Их провожатый припарковался у магазина с большой вывеской «МЕБЕЛЬ». Но по другую сторону виднелась Свислочь, закованная в бетонный панцирь. Последние лучи солнца играли на воде, окрасив ее в насыщенные оранжевые тона. Непогода, терзавшая город последние две недели, отступила. Воздух очистился от осенней насморочной сырости. Ветер разогнал, словно пену, остатки тяжелых облаков, собрав их по кромке горизонта и открыв город свету. И город задышал.

Троицкое предместье уютно, по-домашнему расположилось на пятачке перед рекой, навевая странную тоску по ушедшим временам и наполняя сердце добрыми предчувствиями. Дома предместья, лепившиеся друг к другу, походили на испуганных пришельцев из старины в одеждах, которые больше в этом городе никто не носил. И этих пришельцев хотелось пожалеть и успокоить.

– Неужели? – только и произнесла Анжелика Федоровна, выходя с помощью Кристины и Семена Григорьевича из машины. – Неужели я вижу это?
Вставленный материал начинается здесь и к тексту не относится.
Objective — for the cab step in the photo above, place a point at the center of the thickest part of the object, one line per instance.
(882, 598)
Усадив в кресло, они повезли ее к набережной. Анжелика Федоровна, сжав подлокотники, жадно всматривалась в окружающее пространство. Эта ее жадность, нетерпение и волнение передались и Кристине. Она словно впервые увидела и реку, и двигавшиеся машины вдалеке, и Троицкое предместье со знаменитыми черепичными крышами. Сам воздух был внове. Трагическая и одновременно приятная меланхолия закралась в душу. Как будто все это в последний раз, как будто что-то уходило навсегда и уже не могло вернуться. Как будто вся жизнь сосредоточилась на кончике булавки, так мало было этой жизни, этого воздуха, этого негреющего октябрьского солнца. И в то же время Кристину не оставляла уверенность, что все правильно, что в этом чувстве нет ни безнадежности, ни потерянности, ни страданий, ни горя утраты, ни боли разочарований – одним словом, ничего безусловно отрицательного, что терзало бы душу отчаянием. Был город, и была она. Были люди, которые стали ей дороги. А если о чем-то и стоило сожалеть, так только о том, что она, Кристина, не поняла, как бесконечно важны именно такие моменты в жизни и как надо ценить их.

И еще ей было жаль Анжелику Федоровну, с таким упоением подставлявшую лицо слабым солнечным лучам, норовившим ускользнуть за многоэтажные дома. Она действительно была красива в этот момент. Мягкий свет сгладил морщины на ее лице, вырисовал гордый и вдохновенный профиль. Легкий ветер трепал седой локон, выбившийся из-под пуховой шапочки. Осенняя Женщина…

Может быть, в каждой из них пряталась Осенняя Женщина – загадочное, красивое существо, вечно смотрящее дальше, чем хватает взгляда, и видящее больше, нежели можно вообразить.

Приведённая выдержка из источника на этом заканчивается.